Per-algorithm parameters
wang
curl -sS -X POST \
'https://ucfp.dev/v1/ingest/audio/17/01HZX…?algorithm=wang&sample_rate=44100' \
-H 'Authorization: Bearer ucfp_…' \
-H 'Content-Type: audio/wav' \
--data-binary @clip.wavOptional WangConfig body (multipart):
{
"fan_value": 15,
"amp_min": 10,
"peak_neighborhood": 20,
"min_hash_time_delta": 0,
"max_hash_time_delta": 200
}panako
Same shape, with a PanakoConfig body. Robust to ±10 % tempo and ±5 semitone pitch changes. Feature audio-panako.
haitsma
Optional HaitsmaConfig:
{ "frame_size": 2048, "frame_stride": 64 }Output: one 32-bit subfingerprint per frame; matching uses Hamming over windows of ~256 frames. Feature audio-haitsma.
neural
curl -sS -X POST \
'https://ucfp.dev/v1/ingest/audio/17/01HZX…?algorithm=neural&sample_rate=16000&model_id=clap-htsat' \
-H 'Authorization: Bearer ucfp_…' \
-H 'Content-Type: audio/wav' \
--data-binary @clip.wavReturns an FP32 vector. Slow (model inference); cache aggressively. Feature audio-neural.
watermark
POST /v1/ingest/audio/{tenant}/{record}/watermark — note the /watermark suffix.

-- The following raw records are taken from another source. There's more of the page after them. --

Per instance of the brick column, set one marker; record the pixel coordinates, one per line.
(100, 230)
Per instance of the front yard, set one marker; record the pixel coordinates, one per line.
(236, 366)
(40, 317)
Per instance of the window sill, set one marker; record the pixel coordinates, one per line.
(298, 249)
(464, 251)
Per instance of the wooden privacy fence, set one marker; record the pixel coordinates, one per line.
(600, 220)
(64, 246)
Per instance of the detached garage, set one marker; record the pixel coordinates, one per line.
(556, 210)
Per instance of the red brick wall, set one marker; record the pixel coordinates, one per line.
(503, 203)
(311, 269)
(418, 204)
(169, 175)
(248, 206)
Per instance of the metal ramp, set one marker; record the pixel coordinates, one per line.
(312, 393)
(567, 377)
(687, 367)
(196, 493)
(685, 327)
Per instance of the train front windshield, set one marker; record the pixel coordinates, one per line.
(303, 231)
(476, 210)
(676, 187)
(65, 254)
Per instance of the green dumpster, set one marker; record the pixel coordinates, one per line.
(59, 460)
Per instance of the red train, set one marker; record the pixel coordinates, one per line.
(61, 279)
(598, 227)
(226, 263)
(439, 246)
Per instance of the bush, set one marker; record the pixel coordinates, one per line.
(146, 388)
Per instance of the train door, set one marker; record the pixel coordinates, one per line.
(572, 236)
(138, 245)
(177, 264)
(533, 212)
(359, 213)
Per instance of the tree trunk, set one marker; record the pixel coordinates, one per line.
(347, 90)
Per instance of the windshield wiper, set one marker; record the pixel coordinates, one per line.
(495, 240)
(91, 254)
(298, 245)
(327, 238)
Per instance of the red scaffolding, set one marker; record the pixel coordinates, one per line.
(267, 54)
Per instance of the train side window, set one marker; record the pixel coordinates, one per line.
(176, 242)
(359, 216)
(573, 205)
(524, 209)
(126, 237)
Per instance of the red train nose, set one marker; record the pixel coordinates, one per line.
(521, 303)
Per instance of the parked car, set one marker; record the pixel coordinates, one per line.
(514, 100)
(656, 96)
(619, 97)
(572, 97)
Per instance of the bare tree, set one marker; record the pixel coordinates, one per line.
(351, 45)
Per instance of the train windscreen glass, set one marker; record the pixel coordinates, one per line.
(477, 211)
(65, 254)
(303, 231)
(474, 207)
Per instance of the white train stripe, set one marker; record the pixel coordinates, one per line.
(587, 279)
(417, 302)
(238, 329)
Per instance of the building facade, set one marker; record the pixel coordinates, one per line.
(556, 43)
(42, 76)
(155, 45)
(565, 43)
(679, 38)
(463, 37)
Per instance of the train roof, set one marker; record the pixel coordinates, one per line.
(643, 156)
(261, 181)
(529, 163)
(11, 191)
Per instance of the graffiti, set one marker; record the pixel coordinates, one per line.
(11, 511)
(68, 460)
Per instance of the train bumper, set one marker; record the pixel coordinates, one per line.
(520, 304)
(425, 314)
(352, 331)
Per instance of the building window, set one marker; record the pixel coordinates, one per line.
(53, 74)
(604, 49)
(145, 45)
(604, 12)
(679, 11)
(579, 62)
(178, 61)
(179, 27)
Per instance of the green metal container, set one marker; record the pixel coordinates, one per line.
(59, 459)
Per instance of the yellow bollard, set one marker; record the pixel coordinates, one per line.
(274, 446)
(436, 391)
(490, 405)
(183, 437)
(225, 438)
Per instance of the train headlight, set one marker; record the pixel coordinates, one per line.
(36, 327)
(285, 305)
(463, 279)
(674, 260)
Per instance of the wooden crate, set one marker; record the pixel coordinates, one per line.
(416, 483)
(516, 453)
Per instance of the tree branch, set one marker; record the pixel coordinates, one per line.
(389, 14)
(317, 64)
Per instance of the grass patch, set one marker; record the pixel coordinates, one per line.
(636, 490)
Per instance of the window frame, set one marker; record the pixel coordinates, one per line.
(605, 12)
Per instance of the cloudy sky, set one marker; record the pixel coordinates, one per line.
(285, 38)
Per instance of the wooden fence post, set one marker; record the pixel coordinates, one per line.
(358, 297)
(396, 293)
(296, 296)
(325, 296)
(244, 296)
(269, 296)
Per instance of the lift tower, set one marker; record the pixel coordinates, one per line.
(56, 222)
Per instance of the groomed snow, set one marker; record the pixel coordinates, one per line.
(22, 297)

Does not persist a record. Returns WatermarkReport:
{
"detected": true,
"payload": "0x9f01a2c3",
"confidence": 0.94
}If detected is false, payload is null and confidence indicates the model's certainty in the negative. Feature audio-watermark.
Streaming
POST /v1/ingest/audio/{tenant}/{record}/stream accepts a chunked body with framed PCM. Use this for live audio (mic capture, RTSP relay, broadcast monitor). The server emits incremental fingerprints as the stream advances.
Multipart form fields:
| Field | Type | Notes |
|---|---|---|
sample_rate |
int | Required. |
algorithm |
string | wang, panako, or haitsma. neural and watermark are not streamable in v1. |
audio |
binary stream | The chunked body. |
Response: NDJSON, one fingerprint per line. The connection stays open until the client closes its body. Feature audio-streaming.
Response (non-streaming)
{
"tenant_id": 17,
"record_id": "01HZX…",
"modality": "audio",
"algorithm": "audiofp-wang-v1",
"format_version": 1,
"config_hash": "0x88a121bc4f0e7dd5",
"fingerprint_bytes": 4096,
"has_embedding": false,
"embedding_dim": null,
"model_id": null
}For neural, has_embedding is true and embedding_dim is set.
Supported input formats
WAV (PCM 16/24/32), FLAC, MP3, OGG Vorbis, raw PCM (with sample_rate query param). Multi-channel input is downmixed to mono before fingerprinting.